RE: [Linux-HA] Failover not working as I expected

Jerome Yanga Wed, 28 Jan 2009 09:46:57 -0800

Dominik,

I apologize for leaving resource-stickiness out.  I had it there previously but 
due to the trial and errors I had performed on the crm shell, I had forgotten 
to re-add it.  Nevertheless, adding it to my cib.xml file does not seem to work.


Here is the chain of events.  This happens on either Nomen or Rubric.
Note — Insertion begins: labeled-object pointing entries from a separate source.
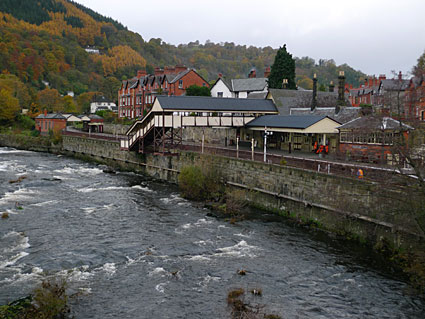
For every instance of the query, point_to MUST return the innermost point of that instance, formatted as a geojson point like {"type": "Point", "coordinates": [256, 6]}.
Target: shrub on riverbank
{"type": "Point", "coordinates": [48, 301]}
{"type": "Point", "coordinates": [240, 308]}
{"type": "Point", "coordinates": [201, 182]}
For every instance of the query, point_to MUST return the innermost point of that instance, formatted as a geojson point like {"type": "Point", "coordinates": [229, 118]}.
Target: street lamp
{"type": "Point", "coordinates": [265, 142]}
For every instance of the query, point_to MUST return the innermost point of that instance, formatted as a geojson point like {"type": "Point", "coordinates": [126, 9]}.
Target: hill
{"type": "Point", "coordinates": [44, 41]}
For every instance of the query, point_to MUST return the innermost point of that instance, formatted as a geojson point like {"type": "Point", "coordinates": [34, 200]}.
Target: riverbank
{"type": "Point", "coordinates": [353, 209]}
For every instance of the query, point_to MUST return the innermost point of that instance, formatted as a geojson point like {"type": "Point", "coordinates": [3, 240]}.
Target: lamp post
{"type": "Point", "coordinates": [252, 148]}
{"type": "Point", "coordinates": [265, 142]}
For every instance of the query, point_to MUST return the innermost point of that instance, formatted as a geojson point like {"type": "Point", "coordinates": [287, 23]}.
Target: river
{"type": "Point", "coordinates": [135, 249]}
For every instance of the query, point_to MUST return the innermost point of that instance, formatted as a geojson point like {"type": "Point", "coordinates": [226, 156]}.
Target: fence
{"type": "Point", "coordinates": [318, 165]}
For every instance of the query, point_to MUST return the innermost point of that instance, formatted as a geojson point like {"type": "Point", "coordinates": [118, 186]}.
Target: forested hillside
{"type": "Point", "coordinates": [44, 41]}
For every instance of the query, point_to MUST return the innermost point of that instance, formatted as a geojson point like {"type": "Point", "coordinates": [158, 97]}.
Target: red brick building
{"type": "Point", "coordinates": [135, 97]}
{"type": "Point", "coordinates": [366, 93]}
{"type": "Point", "coordinates": [50, 122]}
{"type": "Point", "coordinates": [415, 99]}
{"type": "Point", "coordinates": [372, 138]}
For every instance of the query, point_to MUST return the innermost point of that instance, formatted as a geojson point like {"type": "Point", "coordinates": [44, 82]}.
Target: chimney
{"type": "Point", "coordinates": [314, 101]}
{"type": "Point", "coordinates": [169, 70]}
{"type": "Point", "coordinates": [180, 68]}
{"type": "Point", "coordinates": [341, 86]}
{"type": "Point", "coordinates": [158, 71]}
{"type": "Point", "coordinates": [331, 86]}
{"type": "Point", "coordinates": [141, 73]}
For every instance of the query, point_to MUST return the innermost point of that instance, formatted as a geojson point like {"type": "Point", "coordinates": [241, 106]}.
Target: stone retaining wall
{"type": "Point", "coordinates": [344, 205]}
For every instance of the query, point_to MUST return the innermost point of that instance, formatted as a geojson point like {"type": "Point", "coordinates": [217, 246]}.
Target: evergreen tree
{"type": "Point", "coordinates": [282, 68]}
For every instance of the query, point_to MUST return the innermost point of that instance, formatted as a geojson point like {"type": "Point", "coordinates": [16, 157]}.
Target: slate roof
{"type": "Point", "coordinates": [250, 84]}
{"type": "Point", "coordinates": [345, 114]}
{"type": "Point", "coordinates": [101, 99]}
{"type": "Point", "coordinates": [95, 117]}
{"type": "Point", "coordinates": [286, 121]}
{"type": "Point", "coordinates": [200, 103]}
{"type": "Point", "coordinates": [51, 116]}
{"type": "Point", "coordinates": [285, 100]}
{"type": "Point", "coordinates": [257, 95]}
{"type": "Point", "coordinates": [226, 83]}
{"type": "Point", "coordinates": [374, 123]}
{"type": "Point", "coordinates": [394, 84]}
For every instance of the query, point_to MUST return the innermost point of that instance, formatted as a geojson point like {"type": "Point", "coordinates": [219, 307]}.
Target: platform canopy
{"type": "Point", "coordinates": [295, 124]}
{"type": "Point", "coordinates": [212, 104]}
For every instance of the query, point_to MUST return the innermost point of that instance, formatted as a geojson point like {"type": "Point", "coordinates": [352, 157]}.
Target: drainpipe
{"type": "Point", "coordinates": [341, 87]}
{"type": "Point", "coordinates": [314, 102]}
{"type": "Point", "coordinates": [265, 144]}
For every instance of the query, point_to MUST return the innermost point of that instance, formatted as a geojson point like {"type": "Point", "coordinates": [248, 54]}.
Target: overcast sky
{"type": "Point", "coordinates": [374, 36]}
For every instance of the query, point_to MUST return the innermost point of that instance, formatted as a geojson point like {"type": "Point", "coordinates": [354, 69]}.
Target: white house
{"type": "Point", "coordinates": [102, 103]}
{"type": "Point", "coordinates": [239, 88]}
{"type": "Point", "coordinates": [221, 88]}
01)  Nomen (one of the two nodes) owns the group resource, called 
Directory_Server.  In the meantime, Rubric (the other node) is just there 
waiting for the resources to come to him.  :)
02)  I stop heartbeat on Nomen and the Directory_Server resource group fails 
over to Rubric.
03)  Nomen's status changes from "running(dc)" to "stopped"
04)  After waiting for step #3 to finish its transition, I start heartbeat back 
up in Nomen.
05)  Nomen's status changes from "stopped" to "running-standby" to "running".
06)  Rubric retains all the resources.  However, all the resources on Rubric 
bounces/restarts when Nomen's status changes from "running-standby" to 
"running".

Is there a way to prevent the resources in Rubric to bounce/restart when Nomen 
rejoins the cluster?

Help.



On the other hand, you pointed me to the right direction regarding the MailTo 
OCFAgent.

This is how the variable looked like in .ocf-binaries when it was not working.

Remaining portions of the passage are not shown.